Please ignore the gun pointed at your head / social credit score / masked goons roving about Minnesota / flock cameras / etc as it hasn't been used against you at this point.
Do you imagine an invasion of Taiwan won't involve dropping bombs?
I feel like we should be able to agree that providing authoritarian regimes with high tech tools is immoral in the general case.
If you'd asked me two years ago my answer might have been different.
And to the original point, yeah, I would feel entirely justified in the critique of engineers in providing tools to the US defense apparatus at this point.
At least the Chinese shops are giving their weights away for free, and not demanding that any government ban the rest.
I'm sure it's a very nice place to live if you're content to just stay quiet in society and never put a political sign in your yard or even just talk about the wrong thing with your friend in a WeChat.
In practical terms, if you're not kind of person who would want to run for an office in the US, China is incredibly comfortable. Cities are safe, with barely any violent crime. Public drug use is nonexistent. And with the US-level AI researcher income, you'd be in the top 0.1% earners.
https://news.ycombinator.com/item?id=47252833
My comment and the linked video says otherwise. The guy was in a private group chat and said some nasty things about the police for confiscating his motorcycle. Now he's arrested and in the Tiger Chair.
How are we explaining this?
Not as bad as China sure, but not as good as other civilized nations.
If you want to put this to the test try crossing the Canadian border and when they ask you the purpose of your visit respond that it's to attend a protest.
Link? I’m guessing we’re going to see that this definition of “protesting” involves being aggressive and directly in the face of law enforcement officers, not merely holding a sign at a distance.
It just looks a bit ridiculous when students walk out in protest against things that are far outside the influence of their school, city, or even state.
Well duh, as recently demonstrated, an US model used by the US gov will 100% end up murdering actual children sooner than later, in this case less than a calendar year in some far flung war that many Americans do not support.
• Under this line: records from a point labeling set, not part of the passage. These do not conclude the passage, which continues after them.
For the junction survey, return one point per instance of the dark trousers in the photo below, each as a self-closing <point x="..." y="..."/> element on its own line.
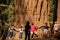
<point x="27" y="34"/>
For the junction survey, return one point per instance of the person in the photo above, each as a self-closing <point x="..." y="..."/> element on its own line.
<point x="27" y="30"/>
<point x="55" y="27"/>
<point x="33" y="30"/>
<point x="59" y="27"/>
<point x="11" y="29"/>
<point x="46" y="30"/>
<point x="21" y="29"/>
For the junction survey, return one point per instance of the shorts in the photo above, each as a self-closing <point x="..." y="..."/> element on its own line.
<point x="34" y="32"/>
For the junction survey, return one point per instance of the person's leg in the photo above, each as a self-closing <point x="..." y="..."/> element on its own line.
<point x="32" y="34"/>
<point x="35" y="34"/>
<point x="28" y="36"/>
<point x="21" y="35"/>
<point x="25" y="36"/>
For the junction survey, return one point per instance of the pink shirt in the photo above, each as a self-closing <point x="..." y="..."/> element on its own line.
<point x="33" y="28"/>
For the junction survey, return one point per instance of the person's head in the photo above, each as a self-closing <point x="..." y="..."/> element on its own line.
<point x="45" y="23"/>
<point x="27" y="23"/>
<point x="32" y="23"/>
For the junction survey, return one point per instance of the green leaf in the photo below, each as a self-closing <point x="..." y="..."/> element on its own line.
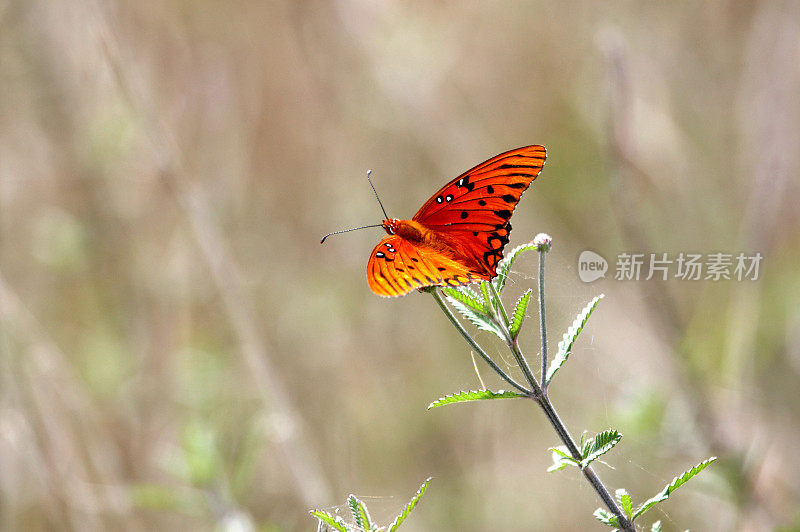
<point x="504" y="266"/>
<point x="360" y="513"/>
<point x="519" y="313"/>
<point x="410" y="506"/>
<point x="565" y="345"/>
<point x="487" y="297"/>
<point x="465" y="297"/>
<point x="676" y="483"/>
<point x="624" y="500"/>
<point x="473" y="395"/>
<point x="335" y="522"/>
<point x="479" y="320"/>
<point x="606" y="517"/>
<point x="561" y="459"/>
<point x="599" y="445"/>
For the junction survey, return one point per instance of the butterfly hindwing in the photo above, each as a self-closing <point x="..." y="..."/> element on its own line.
<point x="474" y="209"/>
<point x="397" y="266"/>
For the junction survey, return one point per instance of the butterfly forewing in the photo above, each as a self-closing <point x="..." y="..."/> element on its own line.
<point x="396" y="267"/>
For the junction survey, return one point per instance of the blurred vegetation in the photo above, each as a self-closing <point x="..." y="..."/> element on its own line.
<point x="178" y="352"/>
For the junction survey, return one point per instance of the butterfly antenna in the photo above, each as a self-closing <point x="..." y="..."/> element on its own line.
<point x="347" y="231"/>
<point x="385" y="216"/>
Alternatively PRC model used by CCP might kill in some hypothetical future but for national reunification/rejuvenation that many Chinese support. At the end of the day, researchers and population on one side sleeps more soundly.
In the US people try to hide it and are far more sinister about it, since there are a lot of laws against obvious racism. The cops are also happy in the US to just kill you.
The racism in the US comes out of hate where as what I experienced abroad was more, we don't think you'll fit in and follow the rules and you have to constantly prove that you can.
I didn't spend too much time in China so maybe it is a racist hell hole.
But my experience in Japan was that white immigrants were way more inclined to make a huge deal about the lighter racism they experienced because they had never been somewhere where their skin color was a disadvantage.
I speculate that if you were a permanent minority instead of a visiting inconvenience, then that 'nice' racism you describe would metastasize into the type of racism you see in the USA. It's more friction from time and exposure added on. And, you know, slavery.
I think Alibaba needs to just give these guys a blank check. Let them fill it in themselves. Absent that, I'm pretty sure they'll make their own startup.
I do think it'd be a big loss for the rest of the world though if they close whatever model their startup comes up with.
That's very likely to happen once the gap with OpenAI/Anthropic has been closed and they managed to pop the bubble.